The Journal News, Kathy Gardner | AP Photo A school bus that has been converted into a supersized oven, complete with smokestack, exhaust fans and working fire, is shown attached to the home of Rabbi Aaron Winternitz in Spring Valley, N.Y. Village building enforcement officer Manny Carmona says the bus, designed specifically to bake Passover matzos, will be allowed to operate as long as Rabbi Winternitz provides “clear drawings and approval by a licensed engineer” and moves it back from the house.

By Jim Fitzgerald, Associated Press Writer
Published: Thursday, March 29, 2007 8:31 PM MST


SPRING VALLEY, N.Y.—It wasn’t your typical fire.

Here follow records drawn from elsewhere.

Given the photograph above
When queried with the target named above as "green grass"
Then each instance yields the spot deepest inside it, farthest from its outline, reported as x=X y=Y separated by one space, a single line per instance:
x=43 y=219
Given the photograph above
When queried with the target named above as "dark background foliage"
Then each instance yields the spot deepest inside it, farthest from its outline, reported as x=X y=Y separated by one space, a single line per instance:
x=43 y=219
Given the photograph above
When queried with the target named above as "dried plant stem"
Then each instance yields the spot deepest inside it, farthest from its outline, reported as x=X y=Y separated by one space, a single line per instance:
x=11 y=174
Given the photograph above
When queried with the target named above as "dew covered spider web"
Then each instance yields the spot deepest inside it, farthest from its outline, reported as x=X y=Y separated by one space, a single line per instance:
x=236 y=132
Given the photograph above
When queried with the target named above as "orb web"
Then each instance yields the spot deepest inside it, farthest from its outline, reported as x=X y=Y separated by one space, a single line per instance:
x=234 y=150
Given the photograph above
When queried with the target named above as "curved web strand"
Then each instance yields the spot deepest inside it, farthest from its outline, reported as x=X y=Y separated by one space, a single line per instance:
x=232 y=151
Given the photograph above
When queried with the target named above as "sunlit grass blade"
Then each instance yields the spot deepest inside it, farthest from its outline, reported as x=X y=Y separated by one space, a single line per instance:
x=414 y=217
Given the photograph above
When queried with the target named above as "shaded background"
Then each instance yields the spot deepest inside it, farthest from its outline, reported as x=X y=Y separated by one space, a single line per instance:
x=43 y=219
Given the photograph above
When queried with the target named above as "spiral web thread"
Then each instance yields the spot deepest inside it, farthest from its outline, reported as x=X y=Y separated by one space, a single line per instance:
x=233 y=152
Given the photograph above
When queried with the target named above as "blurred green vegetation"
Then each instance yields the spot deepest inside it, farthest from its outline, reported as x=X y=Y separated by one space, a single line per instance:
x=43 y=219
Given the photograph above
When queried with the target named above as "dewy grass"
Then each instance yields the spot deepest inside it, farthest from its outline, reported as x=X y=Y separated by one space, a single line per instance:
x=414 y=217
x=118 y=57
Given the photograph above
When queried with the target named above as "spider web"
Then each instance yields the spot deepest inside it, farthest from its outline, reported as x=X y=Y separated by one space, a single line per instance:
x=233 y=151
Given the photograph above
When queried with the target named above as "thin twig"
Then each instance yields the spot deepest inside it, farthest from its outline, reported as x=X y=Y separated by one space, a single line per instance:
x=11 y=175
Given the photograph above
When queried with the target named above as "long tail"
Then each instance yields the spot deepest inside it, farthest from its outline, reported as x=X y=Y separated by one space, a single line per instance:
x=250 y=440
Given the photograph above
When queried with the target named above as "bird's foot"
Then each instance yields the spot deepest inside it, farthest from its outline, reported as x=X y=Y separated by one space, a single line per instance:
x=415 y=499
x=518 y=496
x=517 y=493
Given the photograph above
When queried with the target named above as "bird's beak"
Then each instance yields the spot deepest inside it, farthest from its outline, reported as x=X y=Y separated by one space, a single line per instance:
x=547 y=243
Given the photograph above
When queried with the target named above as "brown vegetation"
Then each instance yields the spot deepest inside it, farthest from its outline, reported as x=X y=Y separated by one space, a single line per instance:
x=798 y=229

When police responded to a report that something smelled of smoke in the middle of the night, they found an old school bus that had been converted into a supersized oven for Passover matzos—complete with a smokestack, exhaust fans and working fire.

A building inspector said that while the bakery bus wasn’t nearly up to code, it was “very creative.”

The derelict red-and-white bus, connected by a plywood passageway to a single-family house, was out of sight of casual passers-by in a Hasidic Jewish neighborhood and had apparently escaped the notice of authorities.

Its owner, Rabbi Aaron Winternitz, said he had been making the unleavened bread there for three Passovers and was eager to do the same this year, with Passover coming up at sundown Monday.

Winternitz made them for his 50-member Congregation Mivtzar Hatorah. Observant Jews eat matzo during Passover week to illustrate how the Jews had no time to let their bread rise as they fled slavery in Egypt.


He said that the oven-in-a-bus was his invention, and that he purposely bought an old school bus because “school buses are made strong and safe.”

Police Sgt. Lou Scorziello said police traced the smoke to the bus at about 3 a.m. Friday.

He said the back door of the bus, formerly the emergency exit, was the oven door.

“All the seats had been removed and the whole inside was an oven,” he said.

A police spokesman in Spring Valley, a New York City suburb, described the setup as “a tinderbox.” Manny Carmona, Spring Valley’s deputy building inspector, told Winternitz that he has to move the bakery bus away at least 10 feet from the house, disconnect the unauthorized gas line that was fueling the oven and come up with documents to show that a licensed engineer had overseen the project.